Charles Gore (artist)

Charles Gore (5 December 1729 – 23 January 1807) was an English artist. He married well and travelled throughout Europe and knew royalty, Goethe and Johann Zoffany.

Charles Gore
Born5 December 1729
Died23 January 1807
NationalityBritish
EducationWestminster School

Life

Gore was born in Horkstow Hall in Horkstow in North Lincolnshire in 1729.

He attended Westminster School before working with his father's brother in a London trading company. In 1751 he married Mary (born Cockerill), whose wealth meant that Gore did not need to work again. After his father died he moved with his family in 1759 to Southampton, where he spent many days creating watercolours of naval scenes at the Portsmouth shipyards. He designed his own cutter, which he named Snail when she was launched. His social circle included the Duke of York, the Duke of Gloucester and the Duke of Cumberland, who were all brothers of King George III.

Hannah is top left and the prospective groom is the standing figure on the right

In 1775 George Clavering-Cowper, the presumptive 3rd Earl Cowper married Gore's sixteen-year-old daughter Hannah Anne Gore on 2 June. Their betrothal was commemorated with a painting by Johann Zoffany, commissioned by Gore.[1] In 1780, his daughter went on to live in the Villa Palmieri in Fiesole and to have three children, two of whom became earls.[2]

His daughter Elizabeth Gore married Rev. Henry Wood D.D (Cambridge), son of Francis Wood JP. of Monk Bretton, Yorkshire, and brother of Sir Francis Wood and of Sir Charles Wood.

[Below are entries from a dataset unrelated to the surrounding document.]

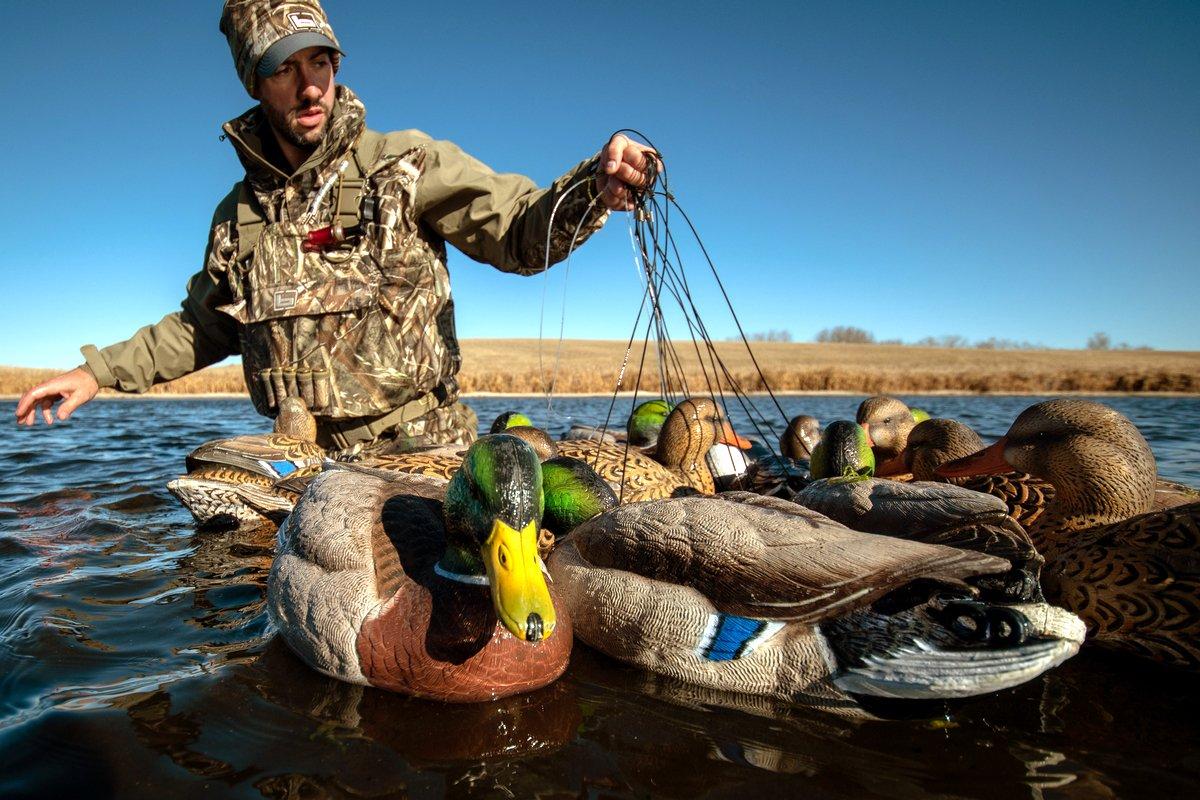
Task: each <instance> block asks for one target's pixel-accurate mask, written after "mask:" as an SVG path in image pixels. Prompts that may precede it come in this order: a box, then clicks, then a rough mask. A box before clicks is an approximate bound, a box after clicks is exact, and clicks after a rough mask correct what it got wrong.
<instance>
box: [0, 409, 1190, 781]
mask: <svg viewBox="0 0 1200 800" xmlns="http://www.w3.org/2000/svg"><path fill="white" fill-rule="evenodd" d="M859 399H860V398H858V397H840V396H803V397H784V398H781V401H782V403H784V408H785V411H786V413H787V414H788V415H791V414H798V413H802V411H804V413H811V414H815V415H816V416H817V417H818V419H821V420H822V421H828V420H833V419H838V417H852V416H853V411H854V408H856V407H857V403H858V401H859ZM906 399H910V401H911V402H913V403H916V404H918V405H922V407H923V408H926V409H928V410H930V411H932V413H934V414H935V415H941V416H956V417H959V419H962V420H964V421H967V422H970V423H971V425H972V426H974V427H976V428H977V429H978V431H980V433H982V434H983V435H984V438H985V439H986V438H989V437H996V435H1000V434H1001V433H1003V432H1004V429H1006V428H1007V427H1008V423H1009V422H1010V421H1012V420H1013V417H1015V415H1016V414H1018V413H1019V411H1020V410H1021V409H1022V408H1025V407H1026V405H1028V404H1030V403H1032V402H1034V401H1036V399H1037V398H1028V397H949V396H946V397H942V396H940V397H924V398H906ZM470 402H472V405H474V407H475V409H476V410H478V411H479V416H480V419H481V420H484V421H490V420H491V419H492V417H494V416H496V415H497V414H498V413H499V411H502V410H508V409H520V410H523V411H526V413H527V414H529V415H530V416H532V417H533V419H534V421H535V422H536V423H539V425H545V426H546V427H548V428H550V429H552V431H554V432H558V431H562V429H565V427H568V425H569V423H570V421H571V419H572V417H575V419H578V420H581V421H582V420H586V421H594V420H596V419H600V417H602V416H604V414H605V411H606V410H607V404H608V401H607V399H596V398H560V399H557V401H556V402H554V405H553V408H552V409H547V407H546V403H545V401H544V399H535V398H528V399H520V398H493V397H478V398H474V399H472V401H470ZM1104 402H1106V403H1109V404H1111V405H1114V407H1116V408H1117V409H1120V410H1121V411H1122V413H1124V414H1126V415H1128V416H1129V417H1130V419H1133V420H1134V421H1135V422H1136V423H1138V426H1139V427H1140V428H1141V431H1142V432H1144V433H1145V434H1146V438H1147V439H1148V440H1150V443H1151V446H1152V447H1153V450H1154V453H1156V456H1157V457H1158V462H1159V473H1160V475H1162V476H1163V477H1169V479H1172V480H1177V481H1183V482H1186V483H1189V485H1193V486H1196V485H1200V439H1198V437H1196V434H1195V431H1196V423H1198V422H1200V399H1196V398H1153V397H1115V398H1105V399H1104ZM12 408H13V404H12V403H6V404H0V415H4V416H2V419H6V420H11V419H12V416H11V414H12ZM625 415H628V405H624V404H622V405H619V407H618V409H617V411H616V413H614V419H624V416H625ZM732 416H733V419H734V422H736V423H737V422H742V423H743V425H742V426H739V429H743V428H744V426H745V420H744V417H743V415H742V414H740V413H739V411H738V409H736V408H734V409H732ZM264 428H265V423H264V421H263V420H260V419H259V417H257V416H254V414H253V411H252V410H251V408H250V404H248V403H247V402H245V401H97V402H94V403H92V404H90V405H88V407H86V408H84V409H83V410H82V411H79V413H78V414H77V415H76V419H74V420H72V421H71V422H68V423H66V425H55V426H54V427H52V428H49V429H47V428H44V427H42V426H38V428H36V429H32V431H30V429H24V428H20V429H19V428H17V427H16V426H14V425H12V423H5V425H2V426H0V464H2V470H4V471H2V480H0V796H5V798H17V796H53V798H65V796H88V798H104V796H110V795H119V796H134V798H136V796H146V798H151V796H152V798H161V796H163V795H169V796H184V798H186V796H251V798H258V796H266V798H284V796H289V798H290V796H296V798H319V796H355V798H364V796H365V798H376V796H410V798H439V796H502V798H508V796H514V798H530V796H540V798H646V796H664V798H692V796H714V798H724V796H728V798H733V796H746V795H763V794H766V793H779V795H780V796H812V798H827V796H830V798H832V796H836V798H877V796H878V798H882V796H905V798H910V796H911V798H917V796H925V795H937V796H971V798H1043V796H1045V798H1051V796H1070V798H1105V796H1122V798H1126V796H1139V795H1154V796H1195V795H1196V793H1198V788H1200V748H1198V746H1196V745H1198V744H1200V742H1198V724H1196V720H1198V714H1200V699H1198V693H1196V692H1195V691H1194V680H1193V679H1192V678H1190V676H1188V675H1183V674H1178V673H1174V672H1170V670H1166V669H1163V668H1159V667H1156V666H1152V664H1145V663H1140V662H1133V661H1128V660H1124V658H1121V657H1115V656H1108V655H1104V654H1097V652H1094V651H1091V650H1085V652H1084V654H1081V655H1079V656H1076V657H1075V658H1073V660H1070V661H1069V662H1067V663H1066V664H1064V666H1063V667H1060V668H1058V669H1057V670H1054V672H1051V673H1050V674H1048V675H1044V676H1042V678H1040V679H1038V680H1034V681H1032V682H1030V684H1026V685H1025V686H1021V687H1018V688H1015V690H1009V691H1007V692H1003V693H1000V694H996V696H991V697H984V698H976V699H970V700H960V702H954V703H944V704H942V703H937V704H920V705H899V706H895V705H888V706H881V708H872V709H871V710H872V711H874V712H875V714H876V715H877V716H880V717H882V718H880V720H870V721H862V720H853V718H845V717H840V716H833V715H830V714H827V712H823V711H820V710H815V709H809V708H804V706H802V705H784V704H778V703H766V702H761V700H757V699H755V698H744V697H737V696H730V694H716V693H708V692H703V691H698V690H695V688H690V687H688V686H683V685H679V684H676V682H672V681H668V680H665V679H661V678H656V676H653V675H648V674H646V673H641V672H638V670H635V669H632V668H629V667H625V666H622V664H619V663H614V662H612V661H610V660H607V658H605V657H604V656H600V655H596V654H594V652H592V651H589V650H588V649H587V648H586V646H583V645H578V646H577V648H576V650H575V652H574V654H572V656H571V666H570V668H569V670H568V673H566V675H565V676H564V678H563V679H562V680H559V681H558V682H557V684H554V685H553V686H550V687H547V688H545V690H542V691H540V692H535V693H533V694H529V696H524V697H518V698H511V699H509V700H504V702H500V703H493V704H480V705H467V706H449V705H440V704H436V703H428V702H422V700H414V699H409V698H404V697H398V696H395V694H389V693H386V692H380V691H377V690H370V688H366V690H364V688H362V687H358V686H350V685H347V684H341V682H338V681H335V680H332V679H328V678H324V676H322V675H318V674H316V673H313V672H311V670H310V669H307V668H306V667H305V666H304V664H302V663H301V662H299V661H298V660H296V658H295V657H293V656H292V654H290V652H289V651H288V650H287V649H286V648H284V646H282V645H281V644H280V643H278V642H277V640H274V639H272V638H271V634H270V631H269V630H268V624H266V615H265V609H264V591H265V578H266V572H268V570H269V566H270V561H271V555H272V549H274V541H275V540H274V531H271V530H260V531H250V533H247V531H241V533H238V534H215V533H210V531H204V533H198V531H197V530H196V528H194V525H193V524H192V519H191V517H190V515H188V513H187V512H186V511H185V510H184V509H182V507H181V506H179V505H178V504H176V503H175V500H174V498H172V497H170V495H169V494H168V493H167V489H166V482H167V480H169V479H170V477H172V476H174V475H175V474H178V473H179V470H180V469H181V467H182V462H184V456H185V455H186V453H187V452H188V451H190V450H191V449H192V447H194V446H196V445H197V444H199V443H200V441H204V440H206V439H212V438H216V437H226V435H234V434H238V433H247V432H256V431H262V429H264Z"/></svg>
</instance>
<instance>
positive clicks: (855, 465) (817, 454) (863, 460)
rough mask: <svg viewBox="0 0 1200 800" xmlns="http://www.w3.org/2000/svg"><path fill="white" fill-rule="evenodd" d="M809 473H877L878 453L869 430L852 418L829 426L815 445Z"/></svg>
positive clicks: (828, 475) (874, 473) (824, 430)
mask: <svg viewBox="0 0 1200 800" xmlns="http://www.w3.org/2000/svg"><path fill="white" fill-rule="evenodd" d="M809 463H810V470H809V471H810V473H811V474H812V479H814V480H816V479H821V477H848V479H856V480H857V479H863V477H870V476H872V475H874V474H875V455H874V453H872V452H871V445H870V439H869V438H868V435H866V431H864V429H863V427H862V426H860V425H858V423H856V422H851V421H850V420H838V421H836V422H830V423H829V425H828V426H826V429H824V433H822V434H821V441H818V443H817V446H816V447H814V449H812V458H811V461H810V462H809Z"/></svg>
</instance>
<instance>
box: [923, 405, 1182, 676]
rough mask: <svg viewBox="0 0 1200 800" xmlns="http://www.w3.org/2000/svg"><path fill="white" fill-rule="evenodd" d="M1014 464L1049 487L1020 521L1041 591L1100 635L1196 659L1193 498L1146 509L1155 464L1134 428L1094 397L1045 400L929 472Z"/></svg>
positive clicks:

"A widely travelled, cultured gentleman with artistic tastes", Gore settled in Weimar in 1792, "presumably at the instance of Karl August who had fallen in love with the second daughter, and Goethe was a constant visitor at their house".[3] He died there in 1807.

References

  1. Burkes peerage, accessed April 2010
  2. Elizabeth Gibson, "Earl Cowper in Florence and his correspondence with the Italian opera in London", Music and Letters 68.3, 1987:235–252
  3. L. A. Willoughby, ‘Goethe looks at the English’, in The Modern Language Review, vol. 50, no. 4 (Oct., 1955), p. 480.